What's happened so far:
In the news:
- Casey Anthony & the perfect murder
- Kardashian-Humpries marriage/divorce
- More people dying pointlessly while the Kardashians have a wedding worth millions of dollars while children around the world STARVE...no big deal...
- NBA lockout
- Charlie Sheen #WINNING
- Rebecca Black-Friday
- Planking,owling etc.
- Wachovia becomes Wells Fargo
Ron Brown, Ron Artestnow his name is: Metta World Peace- Oprah ends after being on TV since the dinosaurs
- Woman gets 'Drake' tattooed on her forehead
Around me:
- Bitches being fake
- Bitches being whiny
- Bitches being phony
- People growing balls and thinking they can step to me
- Lots of drama
- Lots of relationship issues
So what exactly DO I expect from the coming year of 2012? Well, since everyone's convinced we're gonna die because the Mayan calendar, written by an ancient civilization with no modern day sense, ends December 21, 2012 (damn, they could've ran out of stone), I guess my first expectation is to die; MEANING I don't have to go through the trouble of lying to myself, like every other year, by promising to go on some ridiculous diet that is never fulfilled. Also, while we're at it, I can also say that I'm NOT going to try to be a nicer person this coming year because quite frankly, I don't care. Never have; and I'm not gonna start now because I wouldn't feel comfortable in my own skin knowing that I'm being fake and playing you like Booboo the fool.
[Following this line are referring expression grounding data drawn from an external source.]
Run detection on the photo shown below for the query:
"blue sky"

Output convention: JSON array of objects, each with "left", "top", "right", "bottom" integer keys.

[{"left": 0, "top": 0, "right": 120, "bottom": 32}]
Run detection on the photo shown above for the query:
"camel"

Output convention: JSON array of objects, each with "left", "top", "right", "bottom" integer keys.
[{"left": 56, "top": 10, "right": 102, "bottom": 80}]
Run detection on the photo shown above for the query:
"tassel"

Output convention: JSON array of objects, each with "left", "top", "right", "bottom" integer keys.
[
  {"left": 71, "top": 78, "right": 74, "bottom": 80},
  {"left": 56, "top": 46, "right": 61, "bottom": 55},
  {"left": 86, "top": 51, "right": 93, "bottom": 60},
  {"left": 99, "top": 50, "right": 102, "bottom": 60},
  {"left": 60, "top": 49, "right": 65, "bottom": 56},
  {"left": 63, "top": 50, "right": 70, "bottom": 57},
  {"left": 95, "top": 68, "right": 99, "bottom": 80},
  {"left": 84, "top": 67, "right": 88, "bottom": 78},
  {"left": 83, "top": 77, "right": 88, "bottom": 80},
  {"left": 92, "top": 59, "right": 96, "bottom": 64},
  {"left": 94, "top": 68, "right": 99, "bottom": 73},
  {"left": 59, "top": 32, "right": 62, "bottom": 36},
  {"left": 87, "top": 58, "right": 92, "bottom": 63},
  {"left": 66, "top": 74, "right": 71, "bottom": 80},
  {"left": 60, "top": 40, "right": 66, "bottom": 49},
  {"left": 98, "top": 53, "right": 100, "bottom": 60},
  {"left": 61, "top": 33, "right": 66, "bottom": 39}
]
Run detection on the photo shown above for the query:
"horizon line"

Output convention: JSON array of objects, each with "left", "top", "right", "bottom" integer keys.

I'm not looking for love in 2012 because it's all the same. Just because the calendar says something new, doesn't mean everyone around me is brand new. They're still the shady, immature, unappreciative jerkoffs from last year. I don't feel like I can find that individual who'd be able to keep up with me. My guard's still up, not for my sake, but for the other individual's. When I get into a relationship I give my all and regret nothing, but I you mess with my emotions, I'm coming after you and trust me, it's as disturbing as it sounds. Overall, I just have more important things to do than play back and forth with my heart.
---Coming into my own. That's my one and only resolution for the New Year. I hope to discover what I want to do with myself. What I'd I don't wanna go to college? What if I'd like to move to South Beach and open up a tiki bar?(hypothetically speaking, that would be a stupid idea....I'd open a smoothie bar) haha. Really, I'd like to figure out who my real friends, (because 2011's given me too many friends to separate the good from the bad) who I know will always have my back, won't be a fair weather friend and leave when times get alittle cloudy. I want to find the friends I'll still be in contact with when we graduate and hopefully for life.
I wonder what everyone else's New Year's resolutions are. Whether it be losing that last 100 pounds or trying to get back the love of your life....hell, your resolution could be to be the laziest you could possibly be, planting your ass on your couch all year and playing MW3; my advice to you is to do whatever it is you set to do to the best of your ability. you g000 gurl.